We are diamonds in the rough, spiritual-advice lecturer Bill Gothard tells his audiences. God uses others, he goes on, to chip away our rough edges and thus accomplish his purpose. Gothard illustrates his point on page three of the “Chain of Command” chapter in the big red loose-leaf notebook that is the heart of his six-day, thirty-two-hour “Institute in Basic Youth Conflicts.” On that page parents are depicted as one version of God’s hammer and chisel.
Last month Gothard found himself cast in the painful role of the diamond as The Wittenberg Door, a 2,200-circulation evangelical bi-monthly, chipped away in a fifteen-page spread.
Actually, its critical views aside, the Door scored one of the journalistic triumphs of the year in the evangelical scene simply because the press-shy Gothard is one of the hottest stories around. Editor Denny Rydberg, 28, a Seattle Pacific College graduate and former youth and Christian-education director, says his small part-time staff worked months to nail the story down. (The magazine, less than three years old, is published by Youth Specialties, 861 Sixth Avenue, San Diego, Ca. 92101. With wry humor and stabbing satire it has probed critically into a number of sacrosanct evangelical institutions and personalities. “We lose almost $1,000 an issue,” Rydberg acknowledges baldly. Sales of program idea books help keep the Door open.)

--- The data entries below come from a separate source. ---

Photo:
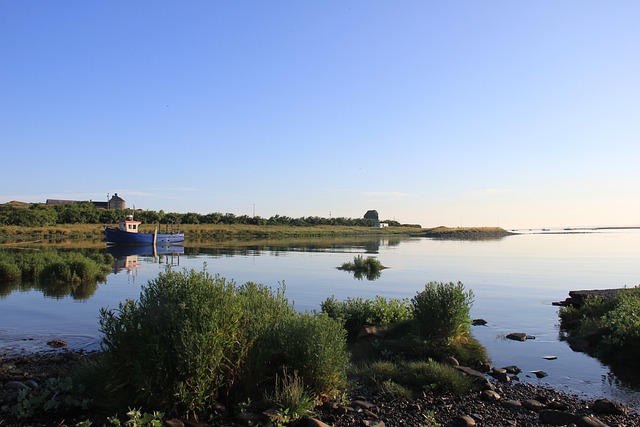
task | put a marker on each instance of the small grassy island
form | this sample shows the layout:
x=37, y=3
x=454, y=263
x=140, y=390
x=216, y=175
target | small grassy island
x=369, y=267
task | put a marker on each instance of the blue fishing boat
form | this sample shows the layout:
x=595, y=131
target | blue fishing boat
x=126, y=233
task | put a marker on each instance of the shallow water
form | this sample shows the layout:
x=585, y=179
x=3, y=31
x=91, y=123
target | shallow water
x=514, y=279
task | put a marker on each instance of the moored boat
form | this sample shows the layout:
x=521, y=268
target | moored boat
x=126, y=233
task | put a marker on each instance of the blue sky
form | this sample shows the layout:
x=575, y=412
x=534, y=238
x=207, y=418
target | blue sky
x=518, y=114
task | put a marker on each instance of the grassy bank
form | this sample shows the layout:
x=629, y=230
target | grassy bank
x=205, y=231
x=607, y=327
x=248, y=231
x=193, y=342
x=465, y=232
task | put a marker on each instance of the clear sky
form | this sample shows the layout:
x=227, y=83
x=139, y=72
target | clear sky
x=473, y=113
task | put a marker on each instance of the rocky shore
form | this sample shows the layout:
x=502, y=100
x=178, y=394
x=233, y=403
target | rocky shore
x=503, y=401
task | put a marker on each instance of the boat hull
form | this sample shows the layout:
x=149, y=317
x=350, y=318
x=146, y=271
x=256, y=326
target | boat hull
x=117, y=237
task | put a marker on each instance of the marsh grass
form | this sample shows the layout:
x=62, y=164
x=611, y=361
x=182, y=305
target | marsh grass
x=369, y=267
x=53, y=268
x=610, y=327
x=193, y=339
x=396, y=378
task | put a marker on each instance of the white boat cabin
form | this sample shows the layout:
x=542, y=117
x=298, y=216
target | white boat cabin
x=128, y=224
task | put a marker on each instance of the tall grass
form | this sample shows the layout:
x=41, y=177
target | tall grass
x=442, y=311
x=193, y=339
x=369, y=267
x=610, y=326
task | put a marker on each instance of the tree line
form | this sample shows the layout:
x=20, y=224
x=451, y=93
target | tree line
x=42, y=215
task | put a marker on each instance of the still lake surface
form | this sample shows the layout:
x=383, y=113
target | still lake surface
x=514, y=279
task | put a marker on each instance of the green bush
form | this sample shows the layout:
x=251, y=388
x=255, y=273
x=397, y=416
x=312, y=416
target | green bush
x=314, y=345
x=623, y=322
x=9, y=272
x=291, y=398
x=179, y=346
x=355, y=312
x=417, y=376
x=442, y=311
x=193, y=338
x=369, y=267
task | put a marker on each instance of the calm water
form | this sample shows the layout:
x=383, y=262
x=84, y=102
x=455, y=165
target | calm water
x=514, y=279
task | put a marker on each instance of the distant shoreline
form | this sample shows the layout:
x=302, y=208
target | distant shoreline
x=246, y=231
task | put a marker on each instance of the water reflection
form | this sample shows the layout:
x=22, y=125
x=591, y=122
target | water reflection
x=514, y=280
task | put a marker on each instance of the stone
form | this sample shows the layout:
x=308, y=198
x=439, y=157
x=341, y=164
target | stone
x=310, y=422
x=57, y=343
x=539, y=374
x=557, y=418
x=31, y=384
x=489, y=395
x=248, y=418
x=16, y=385
x=607, y=407
x=512, y=404
x=512, y=369
x=451, y=361
x=463, y=421
x=194, y=423
x=590, y=422
x=469, y=371
x=533, y=405
x=518, y=336
x=367, y=331
x=362, y=404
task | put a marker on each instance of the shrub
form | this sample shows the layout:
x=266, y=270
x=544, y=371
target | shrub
x=193, y=338
x=369, y=267
x=442, y=311
x=9, y=272
x=355, y=312
x=293, y=401
x=430, y=375
x=315, y=346
x=417, y=376
x=179, y=346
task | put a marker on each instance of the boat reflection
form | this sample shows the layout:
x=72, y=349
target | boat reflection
x=127, y=258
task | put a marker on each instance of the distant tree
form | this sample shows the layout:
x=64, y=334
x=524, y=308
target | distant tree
x=371, y=214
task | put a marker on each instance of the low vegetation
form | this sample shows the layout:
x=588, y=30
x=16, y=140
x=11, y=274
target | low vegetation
x=43, y=215
x=480, y=233
x=608, y=328
x=193, y=341
x=56, y=273
x=369, y=267
x=400, y=353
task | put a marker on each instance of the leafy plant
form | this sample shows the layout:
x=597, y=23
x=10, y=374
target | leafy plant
x=442, y=311
x=139, y=419
x=293, y=401
x=355, y=312
x=55, y=396
x=369, y=267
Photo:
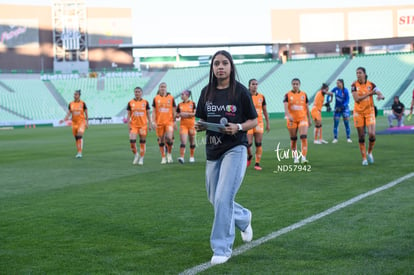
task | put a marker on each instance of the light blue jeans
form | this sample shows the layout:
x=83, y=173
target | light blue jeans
x=223, y=179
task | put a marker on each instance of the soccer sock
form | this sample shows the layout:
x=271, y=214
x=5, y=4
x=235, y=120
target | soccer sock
x=161, y=145
x=192, y=150
x=362, y=148
x=347, y=128
x=169, y=147
x=336, y=123
x=79, y=143
x=304, y=144
x=182, y=150
x=249, y=150
x=259, y=151
x=371, y=145
x=293, y=141
x=142, y=148
x=133, y=143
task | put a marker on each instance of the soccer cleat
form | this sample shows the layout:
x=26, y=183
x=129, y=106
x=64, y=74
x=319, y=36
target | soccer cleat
x=169, y=158
x=247, y=234
x=370, y=158
x=219, y=259
x=249, y=160
x=257, y=167
x=136, y=158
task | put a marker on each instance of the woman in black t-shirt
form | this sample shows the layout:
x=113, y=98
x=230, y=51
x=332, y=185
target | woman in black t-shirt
x=226, y=102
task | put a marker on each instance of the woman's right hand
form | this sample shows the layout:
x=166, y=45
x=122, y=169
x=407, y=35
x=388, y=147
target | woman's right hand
x=199, y=127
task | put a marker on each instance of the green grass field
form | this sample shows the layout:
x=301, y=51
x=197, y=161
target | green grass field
x=102, y=215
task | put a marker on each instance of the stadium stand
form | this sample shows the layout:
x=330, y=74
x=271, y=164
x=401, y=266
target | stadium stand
x=29, y=99
x=106, y=102
x=407, y=96
x=107, y=95
x=311, y=72
x=179, y=79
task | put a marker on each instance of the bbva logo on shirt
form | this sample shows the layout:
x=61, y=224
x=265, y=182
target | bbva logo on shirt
x=220, y=108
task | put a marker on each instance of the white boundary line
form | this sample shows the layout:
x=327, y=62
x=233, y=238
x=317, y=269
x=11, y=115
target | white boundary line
x=273, y=235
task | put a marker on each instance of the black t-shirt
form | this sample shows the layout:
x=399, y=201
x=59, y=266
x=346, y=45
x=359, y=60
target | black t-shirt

Rydberg isn’t the only one who’s had trouble sleuthing the story. An Eternity editor was barred from the Gothard premises (Gothard says he didn’t know this happened and is sorry about it). Moody Monthly was persuaded to kill a story it had prepared. Reporters of major secular newspapers are told they must attend the entire course if they wish to know what Gothard teaches, and even then they are asked to refrain from writing. The reason, says Gothard, is that such articles take content out of context, forcing readers to make a judgment before they take the course, perhaps damaging the instruction’s potential impact. (Gothard’s listeners are urged not to discuss the course with outsiders or let them see the notebook.) Such secrecy has resulted in several unfavorable newspaper stories—and some slams from the Door. Ironically, in seeking to avoid reaction, Gothard has created it.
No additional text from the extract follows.